Main -> In the Classroom: Educational Psychology -> Constructivism taught constructively



 

Constructivism taught constructively. Hagan and Richmond (2009) conducted a study to assess whether teaching educational psychology students constructivism (i.e., individuals construct knowledge by incorporating  their experiences with new information  into previously learned concepts) in a constructive manner would affect the way students learned and viewed the teaching method. During a semester, 34 students were taught the theory of constructivism by experiencing a modeled constructivist lesson.
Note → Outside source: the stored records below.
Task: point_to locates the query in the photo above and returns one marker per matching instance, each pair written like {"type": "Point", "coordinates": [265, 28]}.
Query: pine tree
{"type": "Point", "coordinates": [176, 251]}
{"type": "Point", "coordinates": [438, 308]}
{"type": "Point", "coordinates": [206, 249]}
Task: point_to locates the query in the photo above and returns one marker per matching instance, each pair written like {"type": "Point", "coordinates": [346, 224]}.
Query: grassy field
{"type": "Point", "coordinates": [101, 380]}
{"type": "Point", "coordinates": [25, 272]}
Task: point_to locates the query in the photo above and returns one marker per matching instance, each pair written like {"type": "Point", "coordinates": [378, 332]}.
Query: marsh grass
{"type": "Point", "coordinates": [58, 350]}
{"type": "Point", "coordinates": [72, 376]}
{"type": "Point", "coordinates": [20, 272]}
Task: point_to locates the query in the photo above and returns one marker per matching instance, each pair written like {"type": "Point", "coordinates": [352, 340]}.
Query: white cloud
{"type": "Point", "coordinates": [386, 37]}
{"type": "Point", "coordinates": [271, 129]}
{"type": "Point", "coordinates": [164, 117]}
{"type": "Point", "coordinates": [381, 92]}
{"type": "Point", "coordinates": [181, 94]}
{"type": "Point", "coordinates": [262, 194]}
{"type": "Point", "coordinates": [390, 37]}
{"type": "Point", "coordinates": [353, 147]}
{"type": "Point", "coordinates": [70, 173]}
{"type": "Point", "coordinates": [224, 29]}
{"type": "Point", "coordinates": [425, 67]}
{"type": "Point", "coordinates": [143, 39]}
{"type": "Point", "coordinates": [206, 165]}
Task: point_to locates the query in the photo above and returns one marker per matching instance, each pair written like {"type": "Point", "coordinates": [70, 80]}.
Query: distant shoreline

Students were asked to create and perform a constructivist micro-lesson (e.g., teach math to first graders by using the manipulatives of counting candy), evaluate and critique micro-lessons, and write a reflection paper on the micro-lesson, as well as write a theory paper on the pros/cons of constructivist theory based on their personal experience. Students made significant pre-to-post gains (over 8 weeks) in their academic and self-reported knowledge of constructivist theory. Additionally, students reported that they enjoyed being taught constructively.

 

Hagan, L., & Richmond, A. S. (April, 2009). Teaching constructivism constructively. Paper presented at the Rocky Mountain Psychological Association annual conference, Albuquerque, NM.